I dove deeper into the GitHub Actions runner images, looking for breaking changes in the past month. There were some updates - default Node versions had changed - but nothing about the Netlify CLI. The action we were using last version update (2.4.0) was in November 2024, well outside our problem window.

That’s when I shifted focus to the Netlify CLI itself. We were installing it without version pinning, which meant we were getting whatever the latest version happened to be.

The Smoking Gun

Digging through the Netlify CLI release notes (version 22.1.1 was current), I found the smoking gun in version 21.0.0 under “Potentially breaking changes”:

“Run build before deploy (#7195)”

The Netlify CLI had started running its own build process before deployment. Since our GitHub Action was already handling the build, we were essentially building the project twice. But that still didn’t explain the pnpm mystery.

The Real Culprit

The final piece of the puzzle lay in the Netlify CLI’s package manager detection logic. It turns out the CLI has an internal mechanism that decides how to handle builds by checking for different lock files. The priority order? It checks for pnpm-lock.yaml first, even if you have a package-lock.json file.

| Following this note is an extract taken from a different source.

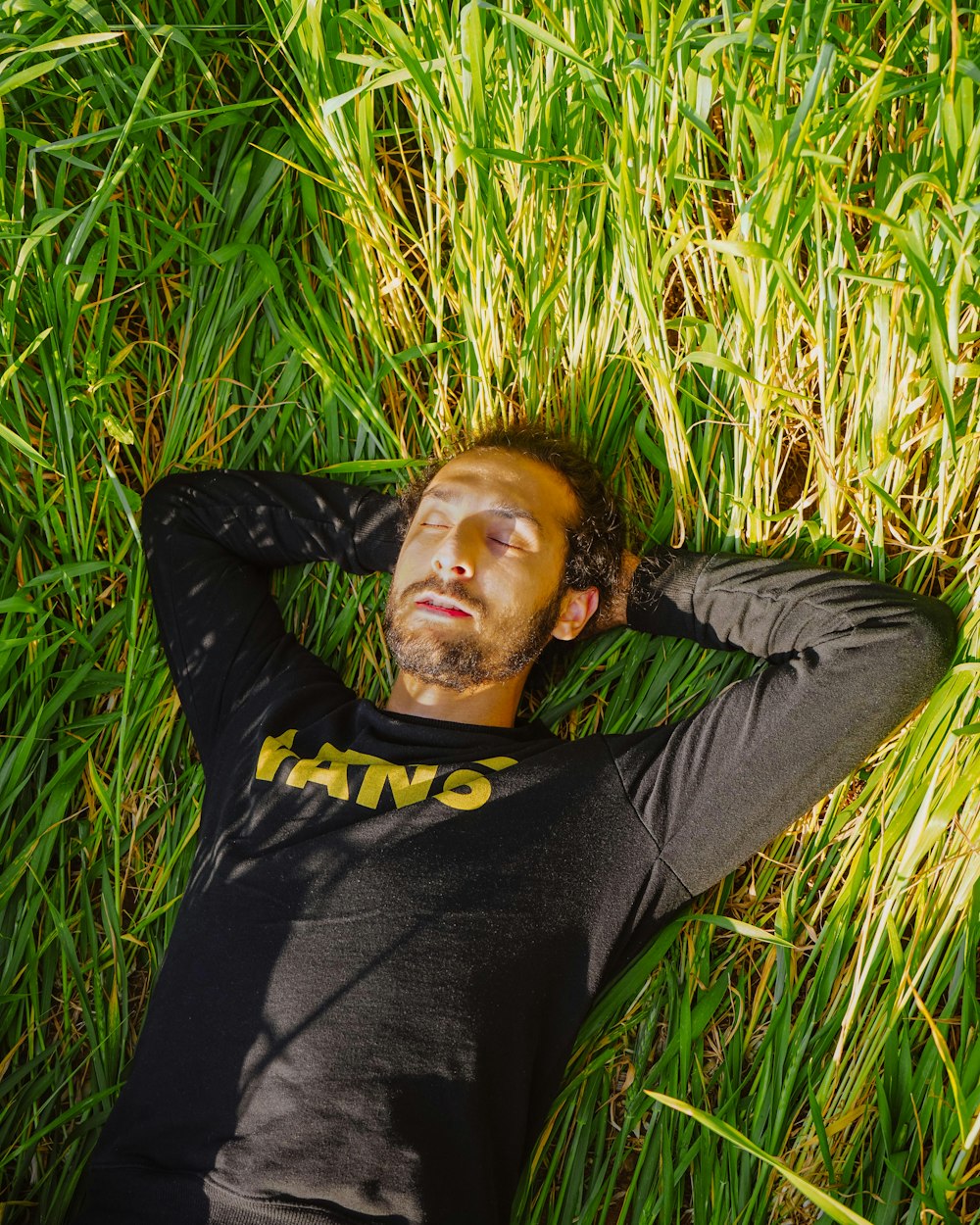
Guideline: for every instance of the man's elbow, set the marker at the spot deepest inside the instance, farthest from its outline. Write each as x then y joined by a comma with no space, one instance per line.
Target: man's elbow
930,643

And guess what was lurking in our project root? A forgotten pnpm-lock.yaml file, probably left behind by an earlier developer who had experimented with pnpm and forgotten to clean up after themselves.

The Netlify CLI saw this file and decided, “Oh, this is a pnpm project!” Hence the mysterious pnpm command not found error.

The Aftermath

I shared my findings in our Slack channel, complete with screenshots and links to the relevant changelogs. The team acknowledged the detective work but decided to stick with the pnpm installation workaround “for now.”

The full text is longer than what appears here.